9. Eventmetrics: This service helps consumers to get on the guest list for Zouk, basically advance booking for the nightlife scene. It also serves event businesses by being able to come up with demographics for its customer base. Its pricing model is US$10 for 100 attendees, but it is free for small events. There were comments that it is similar to Opentable, an American company that offers online real-time restaurant-reservation service, except for events.
10. Notehow: This startup aims to change publishing for education by integrating QR codes into textbook materials. So if you have a question you can’t answer, the user can scan to collaborate together with other learners to get the correct solution. The team claims that there is a revenue loss by publishers due to second hand books and piracy, and also they do not have the time to provide the answers.
A great experience
The winning teams held the view that it was an energising experience being in the startup community; they were happy to be able to bounce off ideas with the people gathered and work together on pitches.
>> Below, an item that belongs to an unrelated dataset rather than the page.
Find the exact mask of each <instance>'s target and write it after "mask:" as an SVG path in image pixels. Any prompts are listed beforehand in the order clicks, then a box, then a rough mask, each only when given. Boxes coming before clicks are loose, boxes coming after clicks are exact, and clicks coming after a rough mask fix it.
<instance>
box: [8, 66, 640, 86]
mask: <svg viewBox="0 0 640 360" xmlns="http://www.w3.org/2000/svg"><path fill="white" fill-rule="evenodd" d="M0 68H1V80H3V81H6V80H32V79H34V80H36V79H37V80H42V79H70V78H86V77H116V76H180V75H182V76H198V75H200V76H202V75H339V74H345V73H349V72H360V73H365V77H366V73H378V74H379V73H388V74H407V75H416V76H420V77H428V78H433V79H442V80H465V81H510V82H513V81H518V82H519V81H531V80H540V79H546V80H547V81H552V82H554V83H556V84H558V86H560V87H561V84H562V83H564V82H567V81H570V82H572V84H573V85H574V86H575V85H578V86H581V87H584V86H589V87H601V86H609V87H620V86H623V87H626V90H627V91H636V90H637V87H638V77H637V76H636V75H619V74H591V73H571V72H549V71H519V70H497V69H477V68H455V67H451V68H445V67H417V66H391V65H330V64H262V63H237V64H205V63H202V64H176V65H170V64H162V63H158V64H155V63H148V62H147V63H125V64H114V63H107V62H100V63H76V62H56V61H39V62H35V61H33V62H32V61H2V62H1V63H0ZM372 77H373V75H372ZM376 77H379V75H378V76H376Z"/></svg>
According to the organisers, most teams did manage to complete their MVP, however, the degree of the execution varied.
When asked what they would do in the future, the teams said they had several options: take the NUS Enterprise incubation offer of hot desk space, take up Jeffrey Paine’s standing offer for the Founder’s Institute, or enter an accelerator programme like JFDI.
As is its history, the 54-hour frenzy again culminated into a win-win situation for both, the empowered entrepreneurs and the investors.